Lymphocyte proliferation assays. (A) FACS-purified splenic B cells were cultured in the presence of the indicated stimuli (αIgM, anti-IgM; LPS, lipopolysaccharide) for 48 h. Cell proliferation was measured by adding 1 μCi of [³H]thymidine ([³H]Thy) to the cultures. The means ± standard deviations (error bars) for three samples are shown. The data are from one representative experiment of three experiments. (B) FACS-purified splenic T cells were cultured in the presence of the indicated stimuli for 48 h. The cells were stimulated with the indicated concentrations (in micrograms per milliliter) of anti-CD3 antibody or with phorbol myristate acetate and ionomycin (PMA + Ion).
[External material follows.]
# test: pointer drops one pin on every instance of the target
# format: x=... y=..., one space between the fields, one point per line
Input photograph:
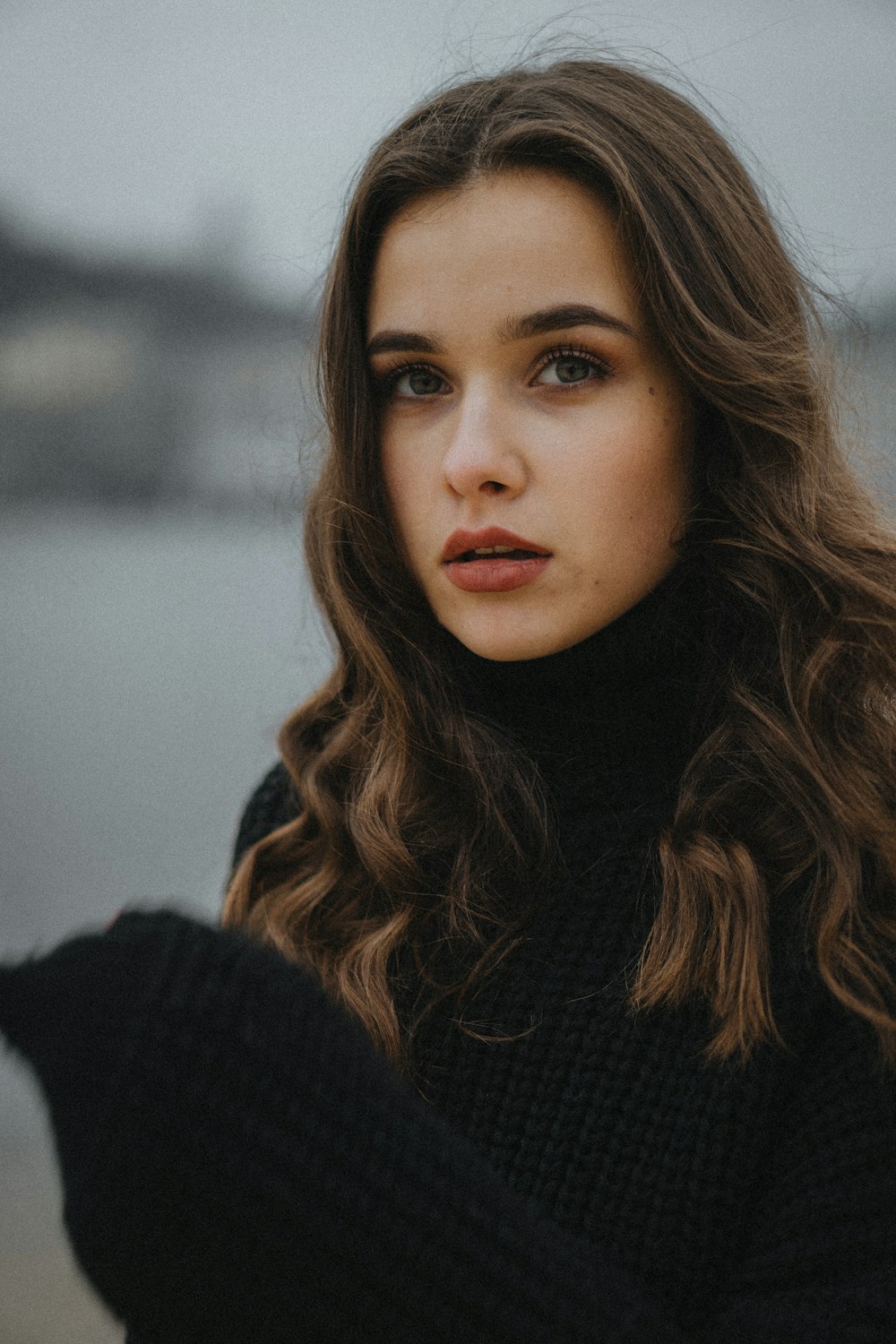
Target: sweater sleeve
x=238 y=1164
Cell proliferation was measured as in panel A.

FIG. 6.

Flow cytometric analysis of wild-type (WT), Jak3^−/−, and Jak3^−/− × TSLP-R^−/− lymphocytes. Calculated percentages are displayed within each quadrant. Representative FACS analyses of at least four mice of each genotype are shown. (A) To assess B-lymphocyte development, bone marrow lymphocytes from wild-type (WT), Jak3^−/−, and Jak3^−/− × TSLP-R^−/− mice were stained with fluorochrome-conjugated antibodies as indicated. (B) Splenocytes from wild-type (WT), Jak3^−/−, and Jak3^−/− × TSLP-R^−/− mice were stained with antibodies as indicated. Total numbers of splenocytes and percentages of gated lymphocytes for each sample are indicated below plots.